Sangria can be traced back to 200 B.C. It became popular in Europe over a century later, when Europeans began to use French Bordeaux as the base. Later, fruits and brandy were added to red wine to give it more flavour and strength. Sangria reached the US during the 1964 World's Fair, which was held in New York. Since then, it has become a popular punch for summer parties and picnics. Make a pitcher of sangria for Holi, to add some scarlet to your drinks menu.

Strawberry daiquiri

An American engineer named Cox, who lived in Cuba, has been credited with the invention of the daiquiri, after he ran out of gin while hosting a cocktail party. A bright pink cocktail that uses rum, the strawberry daiquiri is a classic. Strawberry daiquiris may be frozen or shaken; the former uses crushed ice and makes the ideal summer drink.
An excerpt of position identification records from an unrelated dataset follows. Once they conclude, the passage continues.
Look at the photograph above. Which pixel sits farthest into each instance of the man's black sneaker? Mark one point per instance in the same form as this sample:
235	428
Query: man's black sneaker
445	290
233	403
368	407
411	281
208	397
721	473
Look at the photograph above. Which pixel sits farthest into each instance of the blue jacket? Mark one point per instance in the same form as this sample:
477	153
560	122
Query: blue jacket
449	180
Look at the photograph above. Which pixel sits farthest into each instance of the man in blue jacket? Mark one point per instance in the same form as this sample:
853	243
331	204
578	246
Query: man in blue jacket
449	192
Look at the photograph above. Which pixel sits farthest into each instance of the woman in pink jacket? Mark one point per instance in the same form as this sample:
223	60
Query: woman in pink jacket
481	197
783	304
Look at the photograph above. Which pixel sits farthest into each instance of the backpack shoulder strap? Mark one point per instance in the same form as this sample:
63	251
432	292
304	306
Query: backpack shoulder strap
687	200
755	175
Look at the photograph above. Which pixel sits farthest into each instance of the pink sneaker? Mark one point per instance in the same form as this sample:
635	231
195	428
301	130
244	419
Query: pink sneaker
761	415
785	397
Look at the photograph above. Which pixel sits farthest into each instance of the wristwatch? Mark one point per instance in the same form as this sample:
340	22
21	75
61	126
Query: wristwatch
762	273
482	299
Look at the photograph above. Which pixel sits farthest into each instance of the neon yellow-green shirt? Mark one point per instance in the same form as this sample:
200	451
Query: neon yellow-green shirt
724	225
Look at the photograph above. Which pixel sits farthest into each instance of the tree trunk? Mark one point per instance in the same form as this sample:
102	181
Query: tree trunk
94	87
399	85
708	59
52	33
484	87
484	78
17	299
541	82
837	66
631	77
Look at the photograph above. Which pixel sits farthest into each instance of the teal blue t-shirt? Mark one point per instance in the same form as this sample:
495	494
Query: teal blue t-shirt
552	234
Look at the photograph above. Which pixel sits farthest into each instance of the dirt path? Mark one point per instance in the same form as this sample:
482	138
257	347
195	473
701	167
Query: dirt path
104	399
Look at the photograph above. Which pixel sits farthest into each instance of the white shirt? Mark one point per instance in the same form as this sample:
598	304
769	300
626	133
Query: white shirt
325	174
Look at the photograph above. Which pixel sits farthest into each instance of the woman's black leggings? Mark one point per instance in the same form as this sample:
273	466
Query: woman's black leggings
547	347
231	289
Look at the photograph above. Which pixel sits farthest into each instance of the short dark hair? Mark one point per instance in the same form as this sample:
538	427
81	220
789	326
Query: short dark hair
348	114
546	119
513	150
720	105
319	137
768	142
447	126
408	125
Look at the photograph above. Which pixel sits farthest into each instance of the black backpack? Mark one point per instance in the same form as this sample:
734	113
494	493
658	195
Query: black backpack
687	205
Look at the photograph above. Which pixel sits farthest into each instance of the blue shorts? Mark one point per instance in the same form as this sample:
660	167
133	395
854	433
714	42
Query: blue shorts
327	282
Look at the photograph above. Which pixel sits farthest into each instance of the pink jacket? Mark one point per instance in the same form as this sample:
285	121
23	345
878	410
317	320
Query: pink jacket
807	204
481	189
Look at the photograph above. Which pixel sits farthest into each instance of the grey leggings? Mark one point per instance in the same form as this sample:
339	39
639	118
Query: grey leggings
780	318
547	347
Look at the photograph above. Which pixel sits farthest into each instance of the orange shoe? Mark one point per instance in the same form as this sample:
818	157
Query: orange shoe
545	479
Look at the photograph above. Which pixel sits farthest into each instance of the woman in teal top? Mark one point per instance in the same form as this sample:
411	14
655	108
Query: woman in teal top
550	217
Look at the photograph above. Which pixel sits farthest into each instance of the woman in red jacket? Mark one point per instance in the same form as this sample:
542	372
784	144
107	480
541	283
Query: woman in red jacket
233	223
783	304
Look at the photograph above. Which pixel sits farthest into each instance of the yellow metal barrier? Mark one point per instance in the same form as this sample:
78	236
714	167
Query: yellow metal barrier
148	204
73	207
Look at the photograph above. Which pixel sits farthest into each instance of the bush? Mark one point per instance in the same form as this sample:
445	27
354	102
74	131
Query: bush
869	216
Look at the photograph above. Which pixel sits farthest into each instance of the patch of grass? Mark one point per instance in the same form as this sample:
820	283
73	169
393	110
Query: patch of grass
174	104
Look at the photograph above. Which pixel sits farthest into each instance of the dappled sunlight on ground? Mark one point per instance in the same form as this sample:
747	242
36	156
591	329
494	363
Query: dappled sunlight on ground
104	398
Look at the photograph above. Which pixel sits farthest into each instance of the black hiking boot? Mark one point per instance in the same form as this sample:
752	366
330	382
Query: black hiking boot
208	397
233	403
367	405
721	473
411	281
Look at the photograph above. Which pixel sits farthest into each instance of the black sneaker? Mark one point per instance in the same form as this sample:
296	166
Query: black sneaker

They can be made with fresh strawberries, a bit of lime juice, rum and sugar syrup. 

Blue margarita

Legend has it that a bartender named Santos Cruz concocted the margarita for the singer Peggy Margaret Lee in 1948, naming the drink after her name’s Spanish version. The classic version of the refreshing, popular summer cocktail uses tequila, triple sec, Cointreau, lime juice and sugar syrup. Cointreau may be replaced with blue curacao to give the drink a brilliant blue colour, making it the perfect drink to celebrate Holi with. 

Tequila sunrise

An ombre drink with bright red and orange, the tequila sunrise was created at the Trident bar in Sausalito, California, in the 1970s. Bobby Lozoff and Billy Rice have been credited with the invention of the cocktail, which gained popularity after Mick Jagger tried it at a party that was held to kick off The Rolling Stones’ 1972 tour. It mainly uses tequila, orange juice and grenadine. The latter two are poured so as to form an ombre effect within the glass.

Cucumber gimlet

In the 19th century, British officers drank the gimlet to prevent scurvy, a disease caused by the deficiency of Vitamin C. The lime juice used in the gimlet provided the sought-after nutrient. It is believed that Rear-Admiral Sir Thomas Desmond Gimlette inspired the name of the cocktail when he made it for his shipmates as a way to mask the bitter taste of gin. The cucumber version attains a fresh green colour, which is caused by the colour that comes from the juice that is released after the muddling of cucumber slices.